Bookplanet: French masterpiece, the big book of the Frankfurt Fair, bought for US
A French Sensation Finds a U.S. Publisher – by JULIE BOSMAN
After a languid intercontinental auction that stretched for more than a week, the American rights to Jonathan Littell’s novel “Les Bienveillantes,” which became a publishing sensation in France, have been sold to HarperCollins, the publisher confirmed yesterday.
The British rights went to Chatto & Windus, an imprint of the Random House Group in London.
The book had gone up for auction on Oct. 17 amid much speculation about who would bid and how much it would fetch, and many publishers anticipated a quick resolution.
“This is so deep and thought-provoking a work, we could not have possibly made a flash decision,” said Andrew Nurnberg, Mr. Littell’s agent in London, who administered the auction.
“Les Bienveillantes,” which translates as “The Kindly Ones,” is a 903-page novel written in French by an American author with a defiant Nazi SS officer as its hero. It captivated the publishing industry this month at the Frankfurt Book Fair, where publishers speculated that the American and British rights could fetch as much as $1 million. In the first six weeks after it was published in France, 280,000 copies were sold.
Jonathan Burnham, the senior vice president and publisher of HarperCollins, declined to disclose what the publisher paid for the book but said it was a substantial sum.
Mr. Littell, 38, the son of the spy novelist Robert Littell, was educated at Yale but has spent most of his life in France and now lives in Barcelona.

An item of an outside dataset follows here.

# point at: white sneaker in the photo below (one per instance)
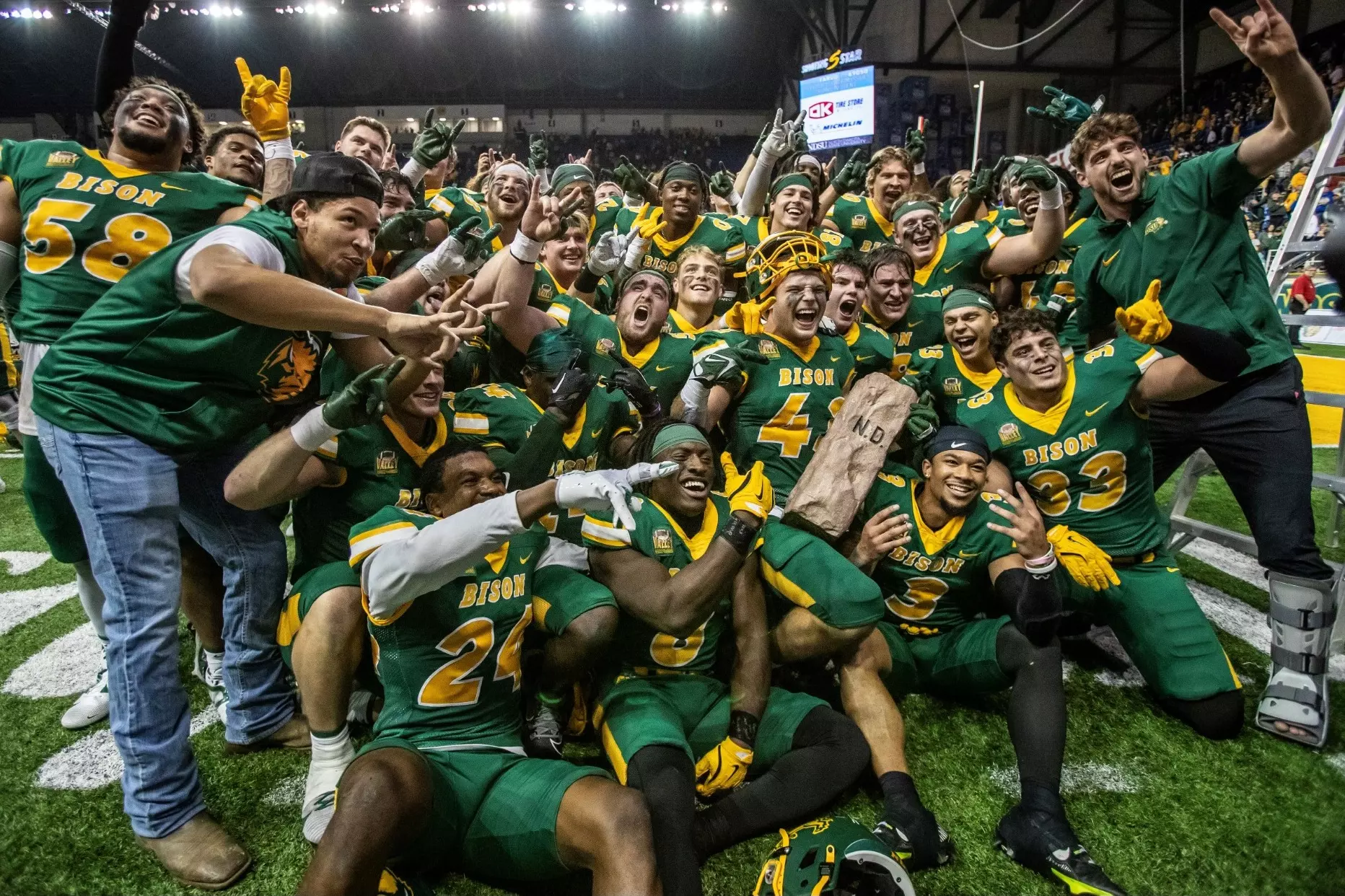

He has already sold publication rights to the book for Spain, Italy, the Netherlands, Norway and Sweden, among other countries. Industry executives say the German rights alone fetched $567,000.
The book will be published in spring 2008 in the United States and Britain, depending on the speed of the translation.
Mr. Burnham called the book a “masterpiece” but acknowledged that it would not be an easy sell. “If there’s a challenge, first of all, it’s a long book,” he said. “Secondly, it’s a book that delves into the darkest chapters of history and the darkest realms of the human psyche. To pretend that it is in any way a conventional novel would be a mistake.”
Alison Samuel, the publishing director of Chatto & Windus, described the book as “very, very disturbing, very shocking,” and “important for those reasons.”
Bids for the book had to be submitted by Oct. 17, along with what Mr. Nurnberg described to publishers as a “love letter,” or a description of their feelings about the book, how they interpreted its themes and how they would present it to the buying public.
Several publishers offered bids, among them Alfred A. Knopf and Spiegel & Grau, an imprint of the Doubleday Broadway Publishing Group of Random House. A number of others considered bidding but then dropped out, including Grove/Atlantic and Viking, an imprint of Penguin.